When Lincicome won the Kraft Nabisco Championship this year, the winner's share was $300,000 - double what it was at that tournament 10 years ago. That's a sign of progress, but Lincicome said she's not the only player who would be open to playing for less money - in the short term, at least - if it would help save events.
The average purse per event this year is $1.78 million, up from $1.31 million in 2004.
The tour says it has 13 events committed for 2010, including two that weren't on this year's schedule. The LPGA also says discussions are ongoing with 15 events from the 2009 schedule.
Still, McDonald's is no longer sponsoring the LPGA Championship, and Paula Creamer expressed concern last month about not knowing where the major would be next year.
Creamer, who is eighth on this year's money list, said in an e-mail this week it's important to strengthen relationships with sponsors.
"Over the past five years, I've learned that there are many different priorities, goals and expectations of our various sponsors. Charity giving at the end of the week is very important to many tournament owners and sponsors that have been with us for decades," Creamer said. "Other events have unique mission statements and objectives which are equally as important to them as well. Community pride, exposure, economic stimulation are just a few others."
Two-time U.S. Women's Open champion Meg Mallon called the LPGA "the best bargain in sports," but she's still cognizant of the financial concerns facing sponsors.
"Professional sports, especially golf, is a luxury. You don't underestimate that when businesses are looking at us," Mallon said last week. "I think the players are very concerned about their future, and I'm proud of them stepping up and taking an active role because this tour has always been motivated by the players, run by the players. When players take an interest, good things happen."
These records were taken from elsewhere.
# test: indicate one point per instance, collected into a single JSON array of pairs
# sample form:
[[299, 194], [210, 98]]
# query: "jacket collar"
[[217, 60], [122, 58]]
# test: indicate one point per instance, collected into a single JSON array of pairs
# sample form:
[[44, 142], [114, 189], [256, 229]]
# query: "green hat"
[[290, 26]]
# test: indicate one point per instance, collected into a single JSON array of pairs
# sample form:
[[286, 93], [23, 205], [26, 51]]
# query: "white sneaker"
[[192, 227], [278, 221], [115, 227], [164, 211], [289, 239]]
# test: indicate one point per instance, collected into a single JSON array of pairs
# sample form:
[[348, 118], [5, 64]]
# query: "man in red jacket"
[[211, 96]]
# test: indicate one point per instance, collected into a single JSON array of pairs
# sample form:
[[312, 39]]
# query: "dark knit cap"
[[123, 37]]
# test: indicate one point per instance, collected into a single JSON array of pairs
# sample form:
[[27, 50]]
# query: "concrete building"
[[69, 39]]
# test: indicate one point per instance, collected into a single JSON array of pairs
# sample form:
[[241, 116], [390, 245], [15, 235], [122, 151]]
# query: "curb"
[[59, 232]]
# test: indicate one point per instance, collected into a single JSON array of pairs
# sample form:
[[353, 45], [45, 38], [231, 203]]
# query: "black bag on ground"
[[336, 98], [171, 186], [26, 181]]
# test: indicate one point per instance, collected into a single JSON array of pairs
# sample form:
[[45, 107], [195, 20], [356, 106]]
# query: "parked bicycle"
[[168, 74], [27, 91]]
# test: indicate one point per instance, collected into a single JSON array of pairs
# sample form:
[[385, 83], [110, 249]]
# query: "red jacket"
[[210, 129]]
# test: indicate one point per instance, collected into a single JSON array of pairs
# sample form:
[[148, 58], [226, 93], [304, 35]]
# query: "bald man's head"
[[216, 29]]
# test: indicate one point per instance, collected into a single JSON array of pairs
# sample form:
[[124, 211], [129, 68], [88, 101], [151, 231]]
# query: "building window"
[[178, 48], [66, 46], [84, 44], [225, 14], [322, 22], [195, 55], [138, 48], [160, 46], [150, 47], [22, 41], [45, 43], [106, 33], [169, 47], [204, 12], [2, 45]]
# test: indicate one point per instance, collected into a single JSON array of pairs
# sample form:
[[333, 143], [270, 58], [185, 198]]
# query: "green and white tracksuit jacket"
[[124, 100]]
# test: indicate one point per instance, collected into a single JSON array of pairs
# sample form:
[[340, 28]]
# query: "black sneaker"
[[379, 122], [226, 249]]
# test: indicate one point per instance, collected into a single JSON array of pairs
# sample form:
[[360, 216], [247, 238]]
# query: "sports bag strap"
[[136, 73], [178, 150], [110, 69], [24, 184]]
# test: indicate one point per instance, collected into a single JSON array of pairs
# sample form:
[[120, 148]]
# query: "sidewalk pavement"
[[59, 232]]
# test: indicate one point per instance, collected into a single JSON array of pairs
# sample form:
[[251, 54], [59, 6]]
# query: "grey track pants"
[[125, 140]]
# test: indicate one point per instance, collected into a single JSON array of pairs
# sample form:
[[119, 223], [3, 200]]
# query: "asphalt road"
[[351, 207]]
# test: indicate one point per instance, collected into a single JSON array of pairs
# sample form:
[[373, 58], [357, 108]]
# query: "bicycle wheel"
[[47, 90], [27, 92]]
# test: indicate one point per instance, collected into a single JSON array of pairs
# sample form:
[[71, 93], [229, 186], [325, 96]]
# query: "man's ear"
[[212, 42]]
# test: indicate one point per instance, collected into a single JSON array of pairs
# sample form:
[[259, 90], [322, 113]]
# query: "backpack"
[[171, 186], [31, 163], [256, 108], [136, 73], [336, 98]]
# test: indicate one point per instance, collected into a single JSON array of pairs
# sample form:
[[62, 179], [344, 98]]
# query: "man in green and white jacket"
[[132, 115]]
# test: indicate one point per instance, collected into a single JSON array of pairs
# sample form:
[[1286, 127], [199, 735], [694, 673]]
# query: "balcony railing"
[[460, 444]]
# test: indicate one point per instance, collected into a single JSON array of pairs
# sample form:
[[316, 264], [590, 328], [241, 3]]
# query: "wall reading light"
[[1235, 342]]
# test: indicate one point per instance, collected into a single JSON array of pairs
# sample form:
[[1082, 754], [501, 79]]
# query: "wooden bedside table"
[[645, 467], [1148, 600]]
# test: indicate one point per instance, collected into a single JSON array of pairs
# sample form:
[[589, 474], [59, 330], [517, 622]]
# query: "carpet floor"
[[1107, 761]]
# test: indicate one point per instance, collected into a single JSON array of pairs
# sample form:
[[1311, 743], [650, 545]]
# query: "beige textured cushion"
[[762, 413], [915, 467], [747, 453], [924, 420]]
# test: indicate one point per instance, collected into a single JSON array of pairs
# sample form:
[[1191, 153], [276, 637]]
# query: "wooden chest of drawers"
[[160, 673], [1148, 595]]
Lincicome said she hopes the full-time commissioner will come from a golf background. Evans, a retired rear admiral in the Navy, began serving on the LPGA board just this year. She was on an LPGA commissioner's advisory council in 2007 and 2008.
For now, she'll try to reach out to players and secure tournaments despite the economic climate.
"She definitely will command respect," Castrale said. "I know the economy is in a tough position right now. ... When it's all said and done, the sponsors see what we bring to events as players."
Associated Press Writer Bob Lentz contributed to this report.